The other issue is the local area of expansion where you purpose your midrange tap in point has a flare rate of only 527Hz. This means your mids will only be covering from about 520Hz to 1100Hz. That’s basically an octave. Kind of seems like a waste.

 

[nc535]

JLH:
Your 2nd paragraph in post 798 confirms a guess/inference I had made lurking in these forums. Thanks for making it crystal clear.

Re' "With the half wave cancellation notch up around 3.9KHz" are you saying that the cancellation notch needs to be much lower in frequency, e.g. just above the xover frequency? In my naive HornResp simulations, I've seen its possible to get a steep cutoff just above a 1 Khz anticipated crossover frequency.

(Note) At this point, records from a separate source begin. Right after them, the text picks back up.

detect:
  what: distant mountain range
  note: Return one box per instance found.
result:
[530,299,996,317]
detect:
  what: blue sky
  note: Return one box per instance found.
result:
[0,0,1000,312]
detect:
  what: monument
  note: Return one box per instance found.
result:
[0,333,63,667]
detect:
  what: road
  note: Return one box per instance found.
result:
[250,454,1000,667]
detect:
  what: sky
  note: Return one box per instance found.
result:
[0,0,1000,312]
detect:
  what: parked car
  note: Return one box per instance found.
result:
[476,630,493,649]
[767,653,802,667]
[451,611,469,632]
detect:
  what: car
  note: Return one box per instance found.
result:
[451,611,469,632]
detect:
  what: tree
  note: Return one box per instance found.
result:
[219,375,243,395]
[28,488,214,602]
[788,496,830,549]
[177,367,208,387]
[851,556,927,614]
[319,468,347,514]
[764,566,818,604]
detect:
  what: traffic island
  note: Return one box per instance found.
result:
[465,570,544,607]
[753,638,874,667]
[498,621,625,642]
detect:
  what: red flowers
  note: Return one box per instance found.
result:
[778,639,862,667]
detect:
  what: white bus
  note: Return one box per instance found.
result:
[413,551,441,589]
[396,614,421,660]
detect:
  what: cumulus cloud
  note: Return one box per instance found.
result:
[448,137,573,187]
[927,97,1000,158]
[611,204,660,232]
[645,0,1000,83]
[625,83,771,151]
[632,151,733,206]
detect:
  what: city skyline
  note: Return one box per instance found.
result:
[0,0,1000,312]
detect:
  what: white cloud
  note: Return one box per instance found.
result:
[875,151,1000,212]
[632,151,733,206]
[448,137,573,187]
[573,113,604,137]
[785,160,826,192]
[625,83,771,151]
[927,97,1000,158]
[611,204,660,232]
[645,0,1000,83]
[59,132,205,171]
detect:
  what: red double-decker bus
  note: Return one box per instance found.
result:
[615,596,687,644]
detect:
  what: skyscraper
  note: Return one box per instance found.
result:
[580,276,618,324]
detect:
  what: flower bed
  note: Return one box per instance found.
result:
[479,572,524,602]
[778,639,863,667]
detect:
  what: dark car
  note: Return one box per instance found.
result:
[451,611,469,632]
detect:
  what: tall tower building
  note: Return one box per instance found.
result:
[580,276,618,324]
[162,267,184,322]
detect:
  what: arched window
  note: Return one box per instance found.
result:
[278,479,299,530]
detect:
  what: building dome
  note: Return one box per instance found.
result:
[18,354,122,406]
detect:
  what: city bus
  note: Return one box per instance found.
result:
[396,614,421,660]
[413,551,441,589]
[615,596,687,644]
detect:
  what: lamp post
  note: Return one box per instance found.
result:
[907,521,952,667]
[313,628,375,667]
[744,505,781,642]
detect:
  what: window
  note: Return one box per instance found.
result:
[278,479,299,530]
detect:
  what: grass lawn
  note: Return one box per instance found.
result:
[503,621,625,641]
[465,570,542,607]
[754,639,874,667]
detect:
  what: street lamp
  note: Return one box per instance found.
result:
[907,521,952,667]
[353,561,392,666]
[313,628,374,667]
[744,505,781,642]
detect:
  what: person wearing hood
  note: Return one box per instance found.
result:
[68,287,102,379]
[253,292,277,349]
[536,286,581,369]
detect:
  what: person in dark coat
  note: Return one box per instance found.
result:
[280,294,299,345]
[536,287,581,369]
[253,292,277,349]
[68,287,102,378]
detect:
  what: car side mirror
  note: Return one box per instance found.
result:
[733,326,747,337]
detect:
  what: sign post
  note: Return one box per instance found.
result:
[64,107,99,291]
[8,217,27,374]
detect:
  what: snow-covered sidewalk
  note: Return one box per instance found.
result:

Is that what I should be aiming for.

 

[JLH]

JLH:
Your 2nd paragraph in post 798 confirms a guess/inference I had made lurking in these forums. Thanks for making it crystal clear.

Re' "With the half wave cancellation notch up around 3.9KHz" are you saying that the cancellation notch needs to be much lower in frequency, e.g. just above the xover frequency? In my naive HornResp simulations, I've seen its possible to get a steep cutoff just above a 1 Khz anticipated crossover frequency. Is that what I should be aiming for.

What I aim for is having the cancellation notch slightly lower in frequency than my crossover point for the mid. (e.g. Crossover is 1st order lowpass at 1300Hz, notch at around 1200Hz to 1250Hz.) You want the acoustical cancellation notch doing most of the filtering work. If you place your crossover point too close to the notch, you end up with a peak in response once it sums with the compression driver and its crossover. The 1st order lowpass on the mid is there for phase shifting, and to filter out the mids high frequencies once it rebounds from the notch an octave above.

 

[nc535]

re' "what I aim for..."

thanks! exactly what I hoped you would say. The fact that you've said it gives me confidence to move ahead!

 

[tinitus]

how can you get yourself to put that nice 'ribbon' into such a ugly horn

 

[nc535]

Me. ribbons ???? I'm going to use BMS4550s in these horns and hide them in the front corners. I agree aesthetics is an issue but the sound is the primary concern.